By using a pool on top of a good malloc, you are implementing a second pool on top of the first pool. For something general purpose like a general purpoe hash table, layering pools like that often provides no advantage and some disadvantages including to performance. It's often, though not always, better to use a really good malloc

> You mention map types in other languages. They're not always implemented as a hashmap. A tree is commonly used to implement maps too.

Notably the C++ `std::map` is a tree. A later standard added `std::unordered_map` which is a hash table. The effect is many C++ programs use trees for their maps, and some C++ devs don't realise they are using a tree with O(log N) time operations instead of a hash table with O(1) time operations.
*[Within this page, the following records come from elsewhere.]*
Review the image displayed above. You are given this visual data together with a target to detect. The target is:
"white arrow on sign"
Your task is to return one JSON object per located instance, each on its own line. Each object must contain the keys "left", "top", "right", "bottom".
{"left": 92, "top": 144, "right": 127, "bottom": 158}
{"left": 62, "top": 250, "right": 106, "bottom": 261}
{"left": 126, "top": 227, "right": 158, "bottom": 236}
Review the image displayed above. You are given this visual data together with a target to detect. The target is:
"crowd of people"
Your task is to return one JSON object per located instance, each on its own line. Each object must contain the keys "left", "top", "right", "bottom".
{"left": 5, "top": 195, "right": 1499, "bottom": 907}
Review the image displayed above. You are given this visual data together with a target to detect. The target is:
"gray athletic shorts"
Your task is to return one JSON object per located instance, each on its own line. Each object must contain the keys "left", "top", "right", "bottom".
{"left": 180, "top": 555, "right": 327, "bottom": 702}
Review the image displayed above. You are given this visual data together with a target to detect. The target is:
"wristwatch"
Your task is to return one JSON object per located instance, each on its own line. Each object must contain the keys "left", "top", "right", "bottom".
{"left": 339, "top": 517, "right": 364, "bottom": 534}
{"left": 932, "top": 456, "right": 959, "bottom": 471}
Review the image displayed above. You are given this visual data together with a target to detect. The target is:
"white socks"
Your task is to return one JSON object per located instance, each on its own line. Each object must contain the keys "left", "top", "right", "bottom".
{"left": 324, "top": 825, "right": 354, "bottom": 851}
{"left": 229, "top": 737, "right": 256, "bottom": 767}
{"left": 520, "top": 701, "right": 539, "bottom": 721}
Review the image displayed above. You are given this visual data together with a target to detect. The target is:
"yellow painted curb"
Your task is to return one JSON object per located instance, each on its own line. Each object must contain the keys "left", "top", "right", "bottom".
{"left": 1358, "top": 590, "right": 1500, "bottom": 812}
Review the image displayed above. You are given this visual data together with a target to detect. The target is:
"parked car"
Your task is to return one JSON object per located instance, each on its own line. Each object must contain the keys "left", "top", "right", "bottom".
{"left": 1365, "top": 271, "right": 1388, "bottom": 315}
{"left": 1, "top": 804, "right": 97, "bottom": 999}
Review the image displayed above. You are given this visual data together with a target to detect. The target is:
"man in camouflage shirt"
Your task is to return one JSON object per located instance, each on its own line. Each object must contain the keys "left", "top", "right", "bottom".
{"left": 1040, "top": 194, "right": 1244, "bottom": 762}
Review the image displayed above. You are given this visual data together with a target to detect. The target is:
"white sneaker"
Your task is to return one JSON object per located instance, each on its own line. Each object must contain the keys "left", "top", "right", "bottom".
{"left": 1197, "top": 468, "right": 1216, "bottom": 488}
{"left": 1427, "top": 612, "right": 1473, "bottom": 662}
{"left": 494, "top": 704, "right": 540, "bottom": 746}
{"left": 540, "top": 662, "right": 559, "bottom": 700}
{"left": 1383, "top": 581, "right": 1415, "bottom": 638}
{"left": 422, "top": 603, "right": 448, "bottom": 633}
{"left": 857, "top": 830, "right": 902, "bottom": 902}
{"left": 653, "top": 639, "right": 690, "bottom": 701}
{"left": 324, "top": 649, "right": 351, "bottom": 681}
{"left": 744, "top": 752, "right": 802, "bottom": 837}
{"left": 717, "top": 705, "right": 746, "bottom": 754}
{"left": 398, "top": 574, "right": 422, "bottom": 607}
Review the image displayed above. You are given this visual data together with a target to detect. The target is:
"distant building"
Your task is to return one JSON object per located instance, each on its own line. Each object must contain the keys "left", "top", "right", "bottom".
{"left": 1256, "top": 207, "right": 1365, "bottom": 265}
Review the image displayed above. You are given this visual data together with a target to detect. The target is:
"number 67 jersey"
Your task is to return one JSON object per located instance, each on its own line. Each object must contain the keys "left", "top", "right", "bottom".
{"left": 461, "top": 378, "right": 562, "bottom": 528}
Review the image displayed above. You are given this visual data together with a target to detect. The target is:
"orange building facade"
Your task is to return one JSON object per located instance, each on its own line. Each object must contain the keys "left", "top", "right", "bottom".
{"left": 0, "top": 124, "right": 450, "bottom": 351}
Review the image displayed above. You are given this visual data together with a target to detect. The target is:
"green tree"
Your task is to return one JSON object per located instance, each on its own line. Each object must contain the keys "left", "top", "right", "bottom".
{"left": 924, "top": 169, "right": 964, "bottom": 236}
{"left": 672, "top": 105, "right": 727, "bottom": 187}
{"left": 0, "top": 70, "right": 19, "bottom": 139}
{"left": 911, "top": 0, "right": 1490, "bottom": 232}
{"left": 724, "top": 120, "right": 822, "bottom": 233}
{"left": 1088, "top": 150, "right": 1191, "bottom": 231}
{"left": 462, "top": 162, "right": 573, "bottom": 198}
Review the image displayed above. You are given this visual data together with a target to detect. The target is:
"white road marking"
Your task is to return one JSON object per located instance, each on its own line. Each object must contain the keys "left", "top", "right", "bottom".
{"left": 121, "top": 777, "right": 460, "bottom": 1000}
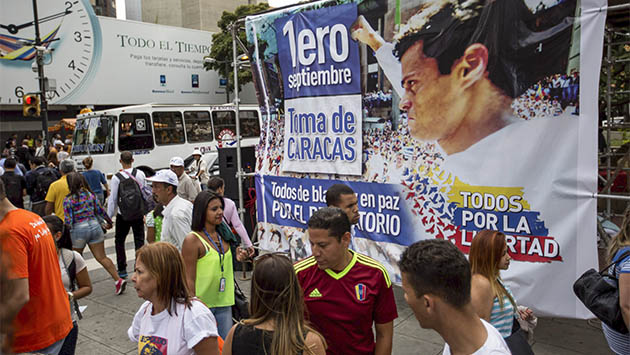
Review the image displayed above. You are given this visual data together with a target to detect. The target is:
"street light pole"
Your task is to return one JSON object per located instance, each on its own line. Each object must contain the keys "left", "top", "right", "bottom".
{"left": 32, "top": 0, "right": 50, "bottom": 154}
{"left": 225, "top": 61, "right": 230, "bottom": 104}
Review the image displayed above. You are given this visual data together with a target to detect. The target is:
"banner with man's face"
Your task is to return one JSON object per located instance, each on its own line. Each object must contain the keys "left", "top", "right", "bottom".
{"left": 245, "top": 0, "right": 605, "bottom": 318}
> Embedded environments generally avoid `malloc` and the heap entirely. You have a simple allocator on top of a fixed allotment of memory instead.

I think that's a strange way to look at it, because `malloc` is a simple allocator on top of a fixed allotment of memory when you have a fixed allotment of memory to work with. You can write whatever `malloc` and `free` functions you like to suit the situation. You don't have to use the one in libc, and small embedded environments often don't have one. E.g. I've seen extremely memory-constrained bootloaders and DSPs where there is still a function called `malloc`, but it is a very simple allocator for the situation.

In high reliability systems you might need to control the pattern of allocations in the progam so that memory use stays bounded. But in a general purpose hash table, the way to bound memory use is to control the pattern of hash table usage, i.e. the callers.